One can pity Federal Reserve Chairman Ben S. Bernanke. No other federal reserve chairman ever cut interest rates by a full 1.25% within just eight days, as Bernanke has done. But the monetary skies remain as leaden and thunder-clouded as ever. The stock market keeps quivering downward, crowds thin at the malls, jobless queues grow. Wal-Mart reports that customers are using their Christmas gift cards for groceries.
The hard reality is that the economy is facing a one-two knockout blow from a collapse in consumer spending, plus a shock-and-awe wave of asset write-downs that is wreaking havoc in the financial sector. The more Bernanke floods the economy with easy money, the worse the final reckoning is likely to be.
First the consumer. For decades, personal consumption’s share of GDP averaged in the 66 percent-67 percent range. In 2000, however, it moved up sharply, hitting 72 percent in early 2007, the highest rate of consumption in any modern country ever.
How did consumers pay for it? Well, not with their wage packet—median household incomes were roughly flat in the 2000s. Instead, households doubled their debt load, and personal savings rates dropped to zero.
Almost all the new borrowing was against houses.
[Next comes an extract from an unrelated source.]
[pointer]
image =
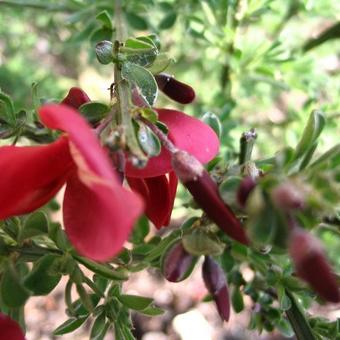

Very low interest rates and super-easy mortgage rules drove house prices up 50 percent between 2000 and 2005, one of the fastest jumps in history. As prices soared, consumers refinanced again and again, rolling over the proceeds into pricier houses and more consumption. Wall Street’s economists looked on happily, and constructed elaborate theories proving that the debt spiral could continue indefinitely.
But as outstanding mortgages balances ratcheted higher and higher, they finally smacked up against the ability of homeowners to service their debt, no matter how low the interest. A tipping point was crossed last year, when it dawned on markets that houses were overpriced – and by a whole lot. Home prices are now in free fall; price drops of 20 percent to 30 percent will be required to get them back in line with incomes. Stuck with heavy debt service and no cash left in their homes, consumers are cutting back hard. The credit merry-go-round, in short, has started to run backwards.